Maybe fans weren't flying south, but Oriole Park was near-empty nest

September 30, 2004|By PETER SCHMUCK

DIDN'T TAKE LONG for the Orioles' worst relocation fears to be realized. The D.C. Sports & Entertainment Commission drew a bigger crowd for its afternoon news conference yesterday than the O's drew for the first game of their rain-makeup doubleheader against the Toronto Blue Jays.

OK, so maybe I'm exaggerating a little ... maybe this has nothing to do with the impending Expos invasion ... but the stands were so empty at Camden Yards in the early innings of Game 1 that I was able to take a hand count of the crowd in about 10 minutes. There were 1,197 people in their seats at 3:44 p.m.

It was so quiet at the ballpark that you could hear the Oriole Bird moulting in the upper deck, but that had more to do with the weekday afternoon start and the threatening skies and the fact Canada's other struggling baseball team already has a proven history of hurting Orioles attendance.

More fans filtered in throughout the rare one-admission doubleheader - and the Orioles announced a paid crowd of 20,600 - but it's hard to get too excited about the Blue Jays when it looks like they'll become the first team other than the Tampa Bay Devil Rays to finish last in the AL East since the last expansion.

Even with a scaled-down staff, there was one usher, concession worker or maintenance employee at Oriole Park for every five fans in attendance during the first three innings of the afternoon game.

The Boston Red Sox reportedly are upset at the Orioles for questioning the presence of unofficial coach Johnny Pesky in their dugout during last week's series at Fenway Park, but they probably aren't going to get an apology anytime soon.

Director of baseball administration Ed Kenney said yesterday that he actually made the call to the Commissioner's Office about the illegal presence of an extra coach in the Red Sox's dugout, and he'd do it again.

"What if he leaned over and told Orlando Cabrera to look for an inside fastball before he hit that home run to beat us?" Kenney said.

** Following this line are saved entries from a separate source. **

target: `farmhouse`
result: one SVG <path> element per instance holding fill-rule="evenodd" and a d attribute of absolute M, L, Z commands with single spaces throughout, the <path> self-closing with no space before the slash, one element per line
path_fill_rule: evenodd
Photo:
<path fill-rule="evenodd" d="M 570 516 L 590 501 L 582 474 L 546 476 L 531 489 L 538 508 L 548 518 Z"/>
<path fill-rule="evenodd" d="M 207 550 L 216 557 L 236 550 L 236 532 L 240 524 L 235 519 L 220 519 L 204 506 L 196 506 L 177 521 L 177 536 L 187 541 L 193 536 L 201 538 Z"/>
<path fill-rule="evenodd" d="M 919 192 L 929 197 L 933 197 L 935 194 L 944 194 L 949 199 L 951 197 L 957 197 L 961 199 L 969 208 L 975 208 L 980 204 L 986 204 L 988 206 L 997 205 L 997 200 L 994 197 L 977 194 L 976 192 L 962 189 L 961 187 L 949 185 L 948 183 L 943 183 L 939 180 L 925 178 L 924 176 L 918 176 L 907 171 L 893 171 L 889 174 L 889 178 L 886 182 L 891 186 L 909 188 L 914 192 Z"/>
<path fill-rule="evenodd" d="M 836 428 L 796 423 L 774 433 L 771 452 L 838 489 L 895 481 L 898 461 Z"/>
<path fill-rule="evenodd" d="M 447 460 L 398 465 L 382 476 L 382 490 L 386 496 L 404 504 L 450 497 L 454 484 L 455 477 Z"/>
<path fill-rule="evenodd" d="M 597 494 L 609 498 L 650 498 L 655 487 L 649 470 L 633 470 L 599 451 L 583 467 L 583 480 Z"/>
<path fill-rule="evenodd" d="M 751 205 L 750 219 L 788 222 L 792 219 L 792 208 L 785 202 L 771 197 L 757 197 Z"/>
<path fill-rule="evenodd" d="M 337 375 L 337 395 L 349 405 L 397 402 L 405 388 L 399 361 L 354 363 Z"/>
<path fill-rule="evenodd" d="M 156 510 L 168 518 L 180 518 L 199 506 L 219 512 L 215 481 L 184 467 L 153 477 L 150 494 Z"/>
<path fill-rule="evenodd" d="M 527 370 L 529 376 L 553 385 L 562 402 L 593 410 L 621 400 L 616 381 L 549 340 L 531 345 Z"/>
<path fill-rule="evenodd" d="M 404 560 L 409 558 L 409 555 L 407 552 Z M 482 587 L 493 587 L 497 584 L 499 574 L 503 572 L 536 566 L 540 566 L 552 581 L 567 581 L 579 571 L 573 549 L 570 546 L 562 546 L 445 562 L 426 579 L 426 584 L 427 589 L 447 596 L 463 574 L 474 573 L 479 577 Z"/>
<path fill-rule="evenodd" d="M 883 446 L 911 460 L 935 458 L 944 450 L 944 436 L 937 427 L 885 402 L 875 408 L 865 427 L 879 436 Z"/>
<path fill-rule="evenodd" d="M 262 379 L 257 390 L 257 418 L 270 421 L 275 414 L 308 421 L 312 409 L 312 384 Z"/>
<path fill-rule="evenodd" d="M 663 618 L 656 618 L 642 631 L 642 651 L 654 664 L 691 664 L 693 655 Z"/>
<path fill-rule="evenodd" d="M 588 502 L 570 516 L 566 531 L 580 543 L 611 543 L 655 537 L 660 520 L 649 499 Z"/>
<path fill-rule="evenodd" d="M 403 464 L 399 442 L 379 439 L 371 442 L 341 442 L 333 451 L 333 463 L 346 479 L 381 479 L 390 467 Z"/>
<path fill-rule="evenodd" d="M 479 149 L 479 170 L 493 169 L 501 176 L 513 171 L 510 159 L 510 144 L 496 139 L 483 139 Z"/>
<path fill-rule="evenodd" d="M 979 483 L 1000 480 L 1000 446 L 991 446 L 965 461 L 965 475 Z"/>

Kenney admits that it was a technical rule violation. The Red Sox had the right to designate Pesky as an additional coach for the month of September and simply failed to make the required phone call, but who's fault is that?

Congratulations to Miguel Tejada for breaking the Orioles' single-season RBI record during the first game yesterday. He drove in his 143rd run of the year with a single to center in the fifth inning.

The in-house crowd was barely in four figures at the time, but you can be sure that 30 years from now, 2,500 people will claim they were at the game.

The second day of Pro-Am competition at the Constellation Energy Classic at The Hayfields will feature a foursome that includes last year's champion Larry Nelson, honorary tournament chairman Cal Ripken and Gov. Robert L. Ehrlich Jr.

There's a rumor that Nelson's caddy will be a Schmuck. More on that in Sunday's column.

Ripken played with pro Peter Jacobson, Ravens owner Steve Bisciotti and Constellation Energy Group CEO Mayo Shattuck in the first Pro-Am event yesterday. The Champions Tour event begins tomorrow and ends Sunday.

Dozens of readers chimed in on last week's diatribe about Redskins owner Dan Snyder - several taking me to task for making a joke about Dan's height (or lack thereof). Fair comment. It's bush league to make sport of someone's physical characteristics and I wish to apologize to anyone who was offended.

By the way, did you hear that Snyder had his pocket picked recently? Can you imagine anyone stooping that low?

Final thought: New high school columnist Milton Kent is almost as good at self-deprecating humor as I am, but he was way too modest when he said in his inaugural column that he wasn't a very good basketball player as a youth. I did some checking and found out that there were a bunch of sports he wasn't good at in high school.